Письмо на деревню бабушке Константе

Евгений Глебов-Крылов
СИАНЕЛ Copyright
НА ДИРЕВНЮ БАБУШКЕ Константе Макаравне
(Письмо тридцати четырёх летнего мальчика. Сохранены орфография и синтаксис оригинала)

Милая мая бабушка, Константа Макаравна! Забири ты миня отсюдава!
Отдала ты миня в житие и заработки к сапожнику Аляхину, челавеку дикаму и нелюдимуму. Ходит он па дому в одних трусах и пугает моих друзей и заказчиков! Завёт миня по имени, каторое я давно забыл, отчиво я вздрагиваю, а друзья и заказчики пугливо косются и на ниво и на миня!

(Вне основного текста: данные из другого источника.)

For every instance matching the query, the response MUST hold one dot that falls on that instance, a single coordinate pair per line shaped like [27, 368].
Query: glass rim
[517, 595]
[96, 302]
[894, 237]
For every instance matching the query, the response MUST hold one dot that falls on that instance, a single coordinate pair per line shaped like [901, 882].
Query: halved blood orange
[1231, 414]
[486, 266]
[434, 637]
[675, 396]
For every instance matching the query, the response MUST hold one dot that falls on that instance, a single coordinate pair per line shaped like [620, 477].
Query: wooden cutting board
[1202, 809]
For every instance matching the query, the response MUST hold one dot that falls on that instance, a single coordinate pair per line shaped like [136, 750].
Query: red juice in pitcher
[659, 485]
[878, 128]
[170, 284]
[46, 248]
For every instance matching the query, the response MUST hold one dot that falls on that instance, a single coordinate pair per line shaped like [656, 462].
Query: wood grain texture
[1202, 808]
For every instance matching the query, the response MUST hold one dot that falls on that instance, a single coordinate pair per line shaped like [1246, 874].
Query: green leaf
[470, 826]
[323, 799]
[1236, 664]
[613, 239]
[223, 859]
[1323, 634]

А заказчикам моим он врёт, что специалист я липавый: паставил ему на комп два виндоса сразу, но ни адин из них пачему-та не держит ево сканер, каторый роботал раньше как часы. Я старику гаворю, что виноват не мой виндос навароченный, а дядюшка Билли. Тот виндос этот паганый мне всучил! Так Аляхин миня не слушает…

Старый жлоб стал прятать от миня солю, сахер и даже бумагу клозетную. Гаварит, что я много какаю. А какаю я мало, так как виду здаровый образ жизни. Я мало кушую. Таккак курю травку или пакистранский табак, от чиво и адёшка моя прованяла. Саседская сабака стала подазрительно ко мне принюхиватца. А сам Аляхин гаварит: «Я такой ванищи отродясь не нюхивал. Уж лучши бы ты не анащу курил, а вадяру хлибал, дядинька!»

А намедни я завалился в два часа ночи и зажёк в прихожей свет эликтрический, от чиво он прабудился, но ничиво не сказал. Но в пять утра пашёл в клозет, вражина, да так грохнул крышкой ево, что расбудил друга маево сердешного Авдюшку и миня вместе с ним. А патом, мидветь, стал на кухне ранять крышку от кастрюли, атчиво сон мой прапал акончательно...

Я от ниво всигда запираюся, а он не всигда. Тогда я вхажу к ниму бес стуку и тырю трубку тилифона, атчиво Аляхин всигда материт миня, чтобы я свой тилифон падключал к сети тилифонной. А исчо мне на бинзин денешков не хватает, так я Аляхину долары сую, чтобы поминял, а он миня далико посылаит.

А у миня грошив нима. И стал я плотить за фатеру с задершкой, тырю у него прадухты, чтобы кушать. Ат жизни такой перистал я хатеть роботать. Лишь бубню с кинтами по тилифону сотывому по начам. Аляхин малчит, но па утрам на кухне сваей так швыряет на пол крышку от кастрюли, что та гремит на полквортала.

Давича воры стырили у саседки зелень и тиливизор. Так все саседи стали дверь падьезда запирать. И на миня ругаютца за то, что я хажу с другом сердешным Авдюшкой всю ночь курить у дома. А мы пачти не хлопаем двирями жилезными. Инагда толька Авдюшка забываит дверь падъезда закрыть.

Нонча ва втаром часу ночи Авдюшка ганял на компе маём в автагонки. Шумел так, будта пылесос саседи включили. Хазяин пирдун глухой, материл саседей пака не дагнал, аткуда шум. И затаил он на миня и кинтоф маих злобу. Абещал включать наушники, а сам гримит своим тиливизором по начам. А днём, кагда Я сплю, громко гаварит со сваими заказчиками. Абучил заказчиков своих званить иму в дверь по читыре раза кряду, атчиво я всигда прасыпаюсь…

Надысь пастучал Аляхин в дверь ключём водаправодным, чтобы аникдот расказать, но я не услышал. Так он взял кувалдомитр и евойным жилезом так стал мне в дверь грохать, что Авдюшка идва ни опысался. Этова было мало! Паказал Аляхин Авдюшке тапор и криво ухмыльнулся.  Авдюшка васкликнул: дедушка, пожалейте хоть детушек и жину маю!

Типерь Авдюшка уходит от миня в половине шестова утра, подсвечивая сибе дарогу фанариком, чтобы нос не расквасить. Он уже ни хлопает дверью жилезною, а закрываит её тихо-тихо. Он падарил хазяину папиросы «Дружба», но тот выкинул их в клозет, вражина! И исчо пригрозил бугая Игаря пазвать, чтобы тот нам намылил холки... А тот Игарь бил в калонии нисовершенналетних по почкам так, что слидов не оставалось!

Милая бабушка, Константа Макаравна! Нету сил моих терпеть такие издивательства… Я давно уже не высыпаюсь, атчиво постаянно балею. Очинь прашу тибя: забири ты меня отсюдова! Я тибе буду иголку в нитку вдивать и всигда плотить за фартеру вовримя.